Concert: Howard's all-county band of elementary students is set to perform in a concert at 7:30 tonight.

March 28, 2001|By Donna W. Payne | Donna W. Payne,SPECIAL TO THE SUN

Some of Howard County's elite musicians measure less than 5-feet tall. They are the youthful tunesters of the all-county elementary school band. Their bandmasters, Mike Blackman and Kendall Davis, use words such as "amazing," "incredible" and "totally focused" to describe these musicians.

Members of the Howard County Elementary School Band have been practicing for the past two months in preparation for their concert at 7:30 tonight at Hammond High School. The all-county band members were selected during countywide auditions in January. Those chosen gained the privilege of taking part in the demanding, twice-a-week, two-hour practice sessions at Mount View Middle School.

Each year, the county's 37 elementary schools send their best student musicians to county band auditions. This year, 150 kids tried out and 51 were selected. Most are fifth-graders, but this year's band also includes one third-grader.

Kendall Davis, a music teacher at Pointers Run Elementary School, and Mike Blackman, who teaches at Triadelphia Ridge and West Friendship Elementary schools, have directed the band together for the past four years.

"It's up to us," says Davis, "to get a great ensemble sound [from] a bunch of kids who have never been together."

Both bandleaders believe that the commitment and musicality of the children make this goal achievable.

"We leave the average kid behind," Blackman says. "These are all the kids who are tired of their friends not bringing their instrument to school or not practicing ... and they really get a kick out of being with other kids [like themselves]."

The fifth-graders in the band agree. Bass clarinetist Christy Pettis of Glenwood says, "The music is so challenging, and the people are so nice. I have met a lot of people that I really find I have lots of things in common with."

Devi Kumar of Clarksville brought cupcakes to share at a practice and enthuses that "Mr. Davis and Mr. Blackman are fun, and they're not like boring and serious."

She thinks that the best part of band is "actually playing the music."

Alexander Bahden, a Clarksville resident who plays saxophone in the band, emphasizes the importance of practice for success. But he says that "the fun part is when you get to play something ... the whole piece."

During rehearsals, Davis and Blackman operate as a team, alternating between directing the band and roaming among the players to listen and correct. Players are encouraged to "keep the integrity of your instrument alive," and trumpeters are admonished to "drop the jaw and blow."

The band rehearses the beat by clapping, or by calling out the rhythms with a "ti, ti, ti, ta, ta."

According to Barbara King, instructional facilitator for music in the Howard County schools, there are several select music groups for schoolchildren.

The elementary and middle school orchestras meet year-round, as does the elementary school chorus. The high school orchestra meets in the fall. The elementary and middle school bands meet January through March and share the bill at a yearly concert.
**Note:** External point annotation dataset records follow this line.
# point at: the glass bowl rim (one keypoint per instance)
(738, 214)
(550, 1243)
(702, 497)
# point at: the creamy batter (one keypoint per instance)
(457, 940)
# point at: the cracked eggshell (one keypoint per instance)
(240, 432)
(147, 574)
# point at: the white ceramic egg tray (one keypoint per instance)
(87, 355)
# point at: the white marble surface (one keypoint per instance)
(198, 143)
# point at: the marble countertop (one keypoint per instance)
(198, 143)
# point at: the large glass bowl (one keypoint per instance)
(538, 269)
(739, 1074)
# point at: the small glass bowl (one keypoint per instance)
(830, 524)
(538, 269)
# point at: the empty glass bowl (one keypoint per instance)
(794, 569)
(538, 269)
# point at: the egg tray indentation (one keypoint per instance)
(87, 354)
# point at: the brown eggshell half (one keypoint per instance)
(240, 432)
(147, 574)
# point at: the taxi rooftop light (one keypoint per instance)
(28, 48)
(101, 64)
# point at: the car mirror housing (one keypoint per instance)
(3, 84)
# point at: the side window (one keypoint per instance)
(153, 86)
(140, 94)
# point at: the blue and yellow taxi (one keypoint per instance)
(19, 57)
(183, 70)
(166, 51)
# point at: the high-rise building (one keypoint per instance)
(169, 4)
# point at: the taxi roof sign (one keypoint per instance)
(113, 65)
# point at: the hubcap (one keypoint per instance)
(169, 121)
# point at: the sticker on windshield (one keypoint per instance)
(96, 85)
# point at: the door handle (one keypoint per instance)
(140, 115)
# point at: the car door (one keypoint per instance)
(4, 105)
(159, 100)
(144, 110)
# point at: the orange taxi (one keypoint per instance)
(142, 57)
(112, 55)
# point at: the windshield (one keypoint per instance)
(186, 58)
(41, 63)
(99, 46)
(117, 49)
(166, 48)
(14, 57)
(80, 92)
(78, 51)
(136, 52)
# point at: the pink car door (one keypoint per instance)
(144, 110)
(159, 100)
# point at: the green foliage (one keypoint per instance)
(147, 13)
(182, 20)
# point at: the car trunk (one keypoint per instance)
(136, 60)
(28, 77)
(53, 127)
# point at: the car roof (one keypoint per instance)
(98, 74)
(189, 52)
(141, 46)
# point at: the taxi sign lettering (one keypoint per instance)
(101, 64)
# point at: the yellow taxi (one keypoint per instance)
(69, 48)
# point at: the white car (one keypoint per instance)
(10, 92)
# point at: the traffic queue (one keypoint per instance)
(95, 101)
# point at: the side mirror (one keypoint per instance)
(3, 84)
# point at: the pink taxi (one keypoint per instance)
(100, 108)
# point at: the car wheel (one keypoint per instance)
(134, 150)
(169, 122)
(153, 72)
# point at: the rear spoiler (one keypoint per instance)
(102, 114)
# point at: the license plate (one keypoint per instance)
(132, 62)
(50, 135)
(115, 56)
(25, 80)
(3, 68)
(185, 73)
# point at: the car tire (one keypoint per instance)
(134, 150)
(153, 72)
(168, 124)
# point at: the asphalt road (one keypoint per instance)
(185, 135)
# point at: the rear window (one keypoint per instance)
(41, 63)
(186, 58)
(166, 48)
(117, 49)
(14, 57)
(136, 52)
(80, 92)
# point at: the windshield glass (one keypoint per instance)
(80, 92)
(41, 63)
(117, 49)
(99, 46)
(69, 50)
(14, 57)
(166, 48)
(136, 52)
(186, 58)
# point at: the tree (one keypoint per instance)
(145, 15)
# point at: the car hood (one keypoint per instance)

Davis and Blackman listen to and judge student groups in other counties. "The level of music-making in [Howard County] is ... superior," says Davis.

Music lovers can decide for themselves after hearing the elementary and middle school bands play tonight.

Blackman calls the middle school band "phenomenal" and notes that, compared with the elementary band, the middle-schoolers add "two years of maturity" to their musical talent.

"It's all about the music here," Davis says.